I am struggeling with a weird NullReferenceException which occurs when I try to compare an attribute of a type derived from a Matrix type from the MathNet library to nullptr.
I want to write a a C++/CLI Class Library with a class Transformation, derived from MathNet::Numerics::LinearAlgebra::Matrix, which should represent Positions in 3D Space as a 4x4 Matrix in homogeneous coordinates. Because I want to be able to set positions relative to other positions i have an attribute Transformation^ parent
.
By if(parent == nullptr){ ... }
I want to test, if the current Transformation has a parent, but I get this Exception in the line with if(parent == nullptr)
:
An unhandled exception of type 'System.NullReferenceException' occurred in MathNet.Iridium.dll
Additional information: Object reference not set to an instance of an object.
My Transformation class looks like this:
/// Transformation.h
using namespace MathNet::Numerics::LinearAlgebra;
using namespace System;
ref class Transformation : Matrix
//ref class Transformation : A
{
public:
Transformation(void);
Transformation^ parent;
void DoSomething();
};
/// Transformation.cpp
#include "StdAfx.h"
#include "Transformation.h"
Transformation::Transformation(void) : Matrix(4,4)
{
}
void Transformation::DoSomething()
{
if(parent == nullptr) // Produces NullReferenceException
{
Console::WriteLine("parent is nullptr");
}
Matrix^ m;
if(m == nullptr) // Produces NullReferenceException, too
{
Console::WriteLine("m is nullptr");
}
}
Comparing any variable of Matrix type, that is actually null, to nullptr seems to throw this Exception. If it is initialized properly there is no Exception, so this works fine:
Matrix^ m = gcnew Matrix(4,4);
if(m == nullptr) // works fine
{
Console::WriteLine("");
}
When derive Transformation from a different class, ref class Transformation : A
instead of ref class Transformation : Matrix
, everything works fine, too.
And now it gets really weird. I wanted to use my class library in a C#-Application. Calling t.DoSomething()

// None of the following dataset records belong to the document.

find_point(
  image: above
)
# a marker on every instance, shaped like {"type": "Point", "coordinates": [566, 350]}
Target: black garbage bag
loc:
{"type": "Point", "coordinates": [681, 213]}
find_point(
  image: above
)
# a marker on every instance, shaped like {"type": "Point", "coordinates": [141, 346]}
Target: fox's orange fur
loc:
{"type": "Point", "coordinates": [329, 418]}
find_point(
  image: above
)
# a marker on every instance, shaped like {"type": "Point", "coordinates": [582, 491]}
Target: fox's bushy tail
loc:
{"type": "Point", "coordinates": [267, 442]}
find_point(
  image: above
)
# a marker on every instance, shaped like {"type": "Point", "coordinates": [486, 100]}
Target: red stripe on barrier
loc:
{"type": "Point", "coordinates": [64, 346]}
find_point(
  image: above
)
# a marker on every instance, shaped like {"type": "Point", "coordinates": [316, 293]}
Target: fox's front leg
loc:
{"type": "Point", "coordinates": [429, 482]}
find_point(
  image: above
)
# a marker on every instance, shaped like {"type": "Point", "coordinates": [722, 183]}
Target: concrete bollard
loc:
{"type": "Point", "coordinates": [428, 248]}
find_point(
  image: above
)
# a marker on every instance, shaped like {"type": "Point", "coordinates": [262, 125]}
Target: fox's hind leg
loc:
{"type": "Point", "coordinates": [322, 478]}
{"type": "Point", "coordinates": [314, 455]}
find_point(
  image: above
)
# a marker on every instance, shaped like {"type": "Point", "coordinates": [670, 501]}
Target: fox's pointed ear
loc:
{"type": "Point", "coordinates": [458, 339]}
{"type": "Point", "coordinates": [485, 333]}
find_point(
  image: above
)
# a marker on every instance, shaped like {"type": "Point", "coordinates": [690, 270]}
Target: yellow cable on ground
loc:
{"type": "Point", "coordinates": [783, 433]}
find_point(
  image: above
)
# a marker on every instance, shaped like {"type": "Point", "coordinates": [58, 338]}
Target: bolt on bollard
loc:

on a Transformation t throws the NullReferenceException. BUT, if I include the null-test directly in my C# Application, it works:
Transformation t = new Transformation();
// t.DoSomething(); // Throws NullReferenceException
if (t.parent == null) // OK!
{
Console.WriteLine("parent is null");
}
Doing the same in a C++/ClI application again throws the NullReferenceException:
Transformation^ t = gcnew Transformation();
// t->DoSomething(); // Throws NullReferenceException
if(t->parent == nullptr) // Throws NullReferenceException
{
Console::WriteLine("parent is nullptr");
}
Any suggestions where this might come from? I am really quite puzzled...
Its possible in C# at least for the == operator to be implemented in a way that throws a null reference.
Can you try calling Object::ReferenceEquals(obj, null) and see if that works or not?